Premiers enseignements du vote des militants
Les militants socialistes ont voté. Ils doivent être remerciés pour ce moment de démocratie peu commun dans l’univers partidaire Français. Qu’ont ils dit ?Il faut que cela change à gauche tout en restant crédible. A l’aune de cette exigence, la motion Bertrand Delanoë/François Hollande s’affaisse comme nous le pensions. Nous verrons plus loin pourquoi. Ségolène Royal ne fait pas un triomphe mais son relatif maintien apparaît comme un succès.
La gauche du parti retrouve son étiage mais elle a immédiatement éclaté.
Martine Aubry fait le score que nous espérions, seule la faible participation dans le Pas de Calais lui interdit d’être dans un mouchoir avec Ségolène Royal.
Le triptyque de la motion Aubry - nouvelle donne donc rénovation, le changement c’est le dépassement des querelles, une motion centrale à gauche - collait à l’état d’esprit du PS. Nous n’avons pu le mettre en mouvement que tardivement pour les raisons que l’on sait.
Il n’y a aucune raison pour la motion D de changer de cap. Il n’y aura de rassemblement utile et crédible que si il prend pour référence cette équation : renouveau, nouvelle gauche et éthique militante.
Personne ne peut imposer sa motion comme majorité. En ne plaçant aucune des motions à un niveau incontournable, les militants du PS ont notifié leur envie de ne pas présidentialiser le PS. La motion D est donc dans ces conditions en position centrale à gauche.

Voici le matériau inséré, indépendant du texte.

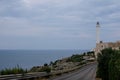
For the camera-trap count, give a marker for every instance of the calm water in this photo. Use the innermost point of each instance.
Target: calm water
(30, 58)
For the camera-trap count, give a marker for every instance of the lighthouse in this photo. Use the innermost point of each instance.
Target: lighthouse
(97, 33)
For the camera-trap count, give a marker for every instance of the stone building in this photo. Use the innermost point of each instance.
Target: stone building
(102, 45)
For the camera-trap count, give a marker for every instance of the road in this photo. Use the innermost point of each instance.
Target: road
(85, 73)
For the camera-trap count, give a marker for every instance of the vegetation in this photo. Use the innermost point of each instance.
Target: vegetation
(75, 58)
(109, 64)
(15, 70)
(44, 68)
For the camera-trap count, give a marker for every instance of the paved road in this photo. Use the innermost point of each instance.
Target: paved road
(85, 73)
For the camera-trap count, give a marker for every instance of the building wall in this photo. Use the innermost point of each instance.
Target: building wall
(100, 46)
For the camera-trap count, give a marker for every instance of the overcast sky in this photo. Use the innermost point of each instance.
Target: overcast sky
(57, 24)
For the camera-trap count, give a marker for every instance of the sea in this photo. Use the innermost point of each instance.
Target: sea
(28, 58)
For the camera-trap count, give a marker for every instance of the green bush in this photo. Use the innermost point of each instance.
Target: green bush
(75, 58)
(109, 65)
(15, 70)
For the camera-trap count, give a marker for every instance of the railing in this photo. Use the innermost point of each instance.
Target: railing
(23, 76)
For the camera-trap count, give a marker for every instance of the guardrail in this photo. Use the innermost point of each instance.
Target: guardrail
(24, 76)
(38, 75)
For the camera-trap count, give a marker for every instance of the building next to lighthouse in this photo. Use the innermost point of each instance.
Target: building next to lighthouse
(100, 45)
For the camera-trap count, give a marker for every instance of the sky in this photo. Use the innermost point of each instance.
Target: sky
(57, 24)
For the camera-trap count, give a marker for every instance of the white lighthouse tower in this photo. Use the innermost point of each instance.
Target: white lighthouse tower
(97, 33)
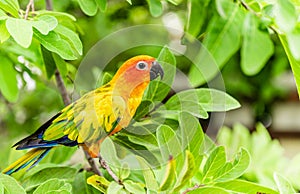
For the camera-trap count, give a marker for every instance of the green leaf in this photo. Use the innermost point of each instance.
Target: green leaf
(149, 176)
(209, 190)
(187, 172)
(115, 188)
(156, 8)
(192, 135)
(158, 90)
(214, 163)
(14, 4)
(98, 182)
(61, 154)
(144, 108)
(293, 39)
(41, 176)
(49, 62)
(169, 176)
(283, 184)
(257, 47)
(10, 7)
(4, 34)
(242, 186)
(196, 16)
(105, 78)
(124, 171)
(102, 4)
(10, 185)
(235, 170)
(222, 31)
(20, 30)
(60, 64)
(1, 188)
(8, 80)
(81, 184)
(71, 37)
(285, 15)
(175, 2)
(133, 187)
(41, 26)
(200, 101)
(295, 64)
(54, 186)
(50, 21)
(109, 153)
(58, 15)
(53, 42)
(168, 142)
(89, 7)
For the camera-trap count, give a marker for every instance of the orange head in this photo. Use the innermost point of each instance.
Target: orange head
(135, 74)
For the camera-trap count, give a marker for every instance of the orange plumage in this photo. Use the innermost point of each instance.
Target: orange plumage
(96, 115)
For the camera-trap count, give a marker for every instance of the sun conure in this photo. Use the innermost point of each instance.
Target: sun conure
(96, 115)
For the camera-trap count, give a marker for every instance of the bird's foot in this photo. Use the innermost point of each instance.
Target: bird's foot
(109, 171)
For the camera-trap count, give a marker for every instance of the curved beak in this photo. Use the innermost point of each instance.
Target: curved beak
(156, 70)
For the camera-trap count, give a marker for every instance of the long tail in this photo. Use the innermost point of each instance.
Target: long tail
(33, 156)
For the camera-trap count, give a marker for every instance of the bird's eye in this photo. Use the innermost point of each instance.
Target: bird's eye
(142, 65)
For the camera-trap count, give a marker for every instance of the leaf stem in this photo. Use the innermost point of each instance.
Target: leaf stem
(196, 186)
(29, 6)
(62, 88)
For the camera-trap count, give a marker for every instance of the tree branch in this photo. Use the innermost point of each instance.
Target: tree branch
(67, 100)
(49, 5)
(29, 5)
(62, 88)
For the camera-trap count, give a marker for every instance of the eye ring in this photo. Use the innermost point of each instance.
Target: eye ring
(142, 65)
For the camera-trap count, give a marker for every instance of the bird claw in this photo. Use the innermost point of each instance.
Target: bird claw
(109, 171)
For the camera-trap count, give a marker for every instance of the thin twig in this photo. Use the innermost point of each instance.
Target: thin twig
(62, 88)
(67, 100)
(92, 163)
(108, 169)
(49, 5)
(191, 189)
(29, 6)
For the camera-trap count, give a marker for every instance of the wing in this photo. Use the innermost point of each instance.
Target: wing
(86, 121)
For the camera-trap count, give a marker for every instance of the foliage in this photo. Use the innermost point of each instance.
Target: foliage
(171, 153)
(267, 156)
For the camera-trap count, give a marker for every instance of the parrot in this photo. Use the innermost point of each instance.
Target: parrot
(96, 115)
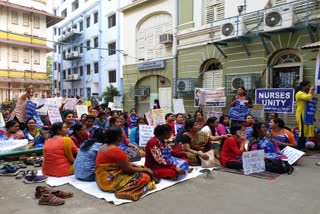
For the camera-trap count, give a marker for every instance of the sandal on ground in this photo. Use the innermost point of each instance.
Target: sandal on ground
(20, 174)
(40, 190)
(51, 200)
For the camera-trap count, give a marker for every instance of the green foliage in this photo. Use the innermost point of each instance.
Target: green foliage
(109, 93)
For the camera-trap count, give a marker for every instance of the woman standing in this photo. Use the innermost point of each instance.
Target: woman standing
(305, 94)
(240, 105)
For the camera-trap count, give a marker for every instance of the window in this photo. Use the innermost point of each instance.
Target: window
(95, 17)
(26, 19)
(36, 57)
(96, 67)
(88, 21)
(14, 17)
(112, 48)
(81, 25)
(81, 71)
(112, 76)
(112, 21)
(26, 56)
(96, 42)
(15, 55)
(88, 45)
(75, 5)
(88, 69)
(36, 22)
(64, 13)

Ségolène Royal vient de déclarer qu’elle voulait discuter avec Martine Aubry. Bertrand Delanoë et François Hollande se rejettent la responsabilité mais appellent au rassemblement et la motion C est tiraillée entre Henri Emmanuelli qui « pense qu’il a le chemin pour s’opposer à Ségolène Royal », Benoît Hamon qui souhaite maintenir une candidature identitaire et Jean-Luc Mélenchon et Marc Dolez qui viennent de quitter le PS avec leurs troupes.
Transparence, calme et cohérence vont donc animer les responsables de la motion D qui étaient hier soir satisfaits et sereins d’avoir fait de leur motion une référence. Il n’y a pour nous aucune fragmentation mais une indication… incitation à la rénovation.
Analysons la contre performance de Bertrand Delanoë et François Hollande.
D’abord le rejet du vieux parti. Il est bien sûr incarné par François Hollande, mais on constate partout des anciennes équipes étrillées.
La crise financière libérale a pris de revers Bertrand Delanoë qui avait anticipé un positionnement « centre gauche » nécessaire à un futur présidentiable.
Le petit jeu « il n’y a rien entre Bertrand Delanoë et Benoît Hamon … » a crédibilisé la gauche et renforcé l’impression « libérale » du Maire de Paris.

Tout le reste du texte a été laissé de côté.